Synetic branding (ORIGIN Greek synesis, understanding, literally “togetherness”) – The art of persuasive alignment of perspective, intended to reveal the unique superiority of an organization’s offerings.
Synetic branding brings an organization’s internal and external stakeholders to a common understanding – a way of seeing and feeling – which binds employees and customers at a level far deeper than the concrete qualities or features of an offering. This does not mean the concrete qualities or features of an offering are irrelevant, however. It means the qualities and features of the product, chosen in light of the synetic brand, manifest the synetic brand’s ideals and simultaneously 1) affirms the bond of agreement between stakeholders* and 2) creates offerings that seem deeply, exactly right. (* Now what is at stake runs deeper than simply a thing, but rather, one’s worldview: what makes the world feel like something stable, coherent and intelligible. A synetic brand contributes to reconsituting the coherence of our badly fractured postmodern world, where even the hope for cohesion – a “Grand Narrative” or a “neutral standard”, or anything at all that could serve as common ground – is scorned, made taboo, laughed at or treated with a deep cynicism that borders on peremptory dismissal. The reason for this is a long history of manipulation, using the need for this coherence as bait. In regard to subjective sincerity, every organization is guilty until proven innocent. Human beings have very sensitive bullshit-detection apparatus. Genuine sincerity is a competitive advantage. Learning how to find the authentic goodness inherent in the culture of an organization, cultivating it, and making it active and visible and communicable is the soul of synetic branding. )
Synetic branding, done well, makes competing offerings seem muddled, imitative or beside the point. (It is like framing, but it is free of manipulation. It is an open, shared framing – the framing one cannot imagine being bettered.)

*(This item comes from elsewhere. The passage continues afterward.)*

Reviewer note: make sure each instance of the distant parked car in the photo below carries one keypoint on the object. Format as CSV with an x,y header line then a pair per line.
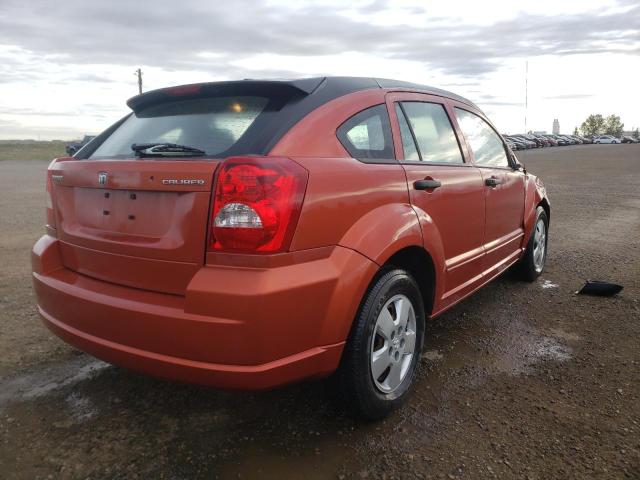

A synetically-branded organization is animated by the vision of the synetic brand. The organization’s culture is both an expression and a reinforcement of the synesis.
A synetic brand is an outgrowth of a company’s culture, and has its origins there. A synetic brand is not a constructed. It is not built like a machine. It is grown from existing life. It is the cultivation of the collective personality of an organization.
The questions are: Who can this organization be? How does it see what it does and makes. How does it see differently from its competitors? How does its difference in vision affect what it does and make? Where does it lack confidence in its vision and why? How can it gain the confidence to differentiate?
True: A synetic brand is an outgrowth of a company’s culture. What is that culture? Of what is it made? What defines it, what are its parts? Having defined it, “How can it gain the confidence to differentiate?”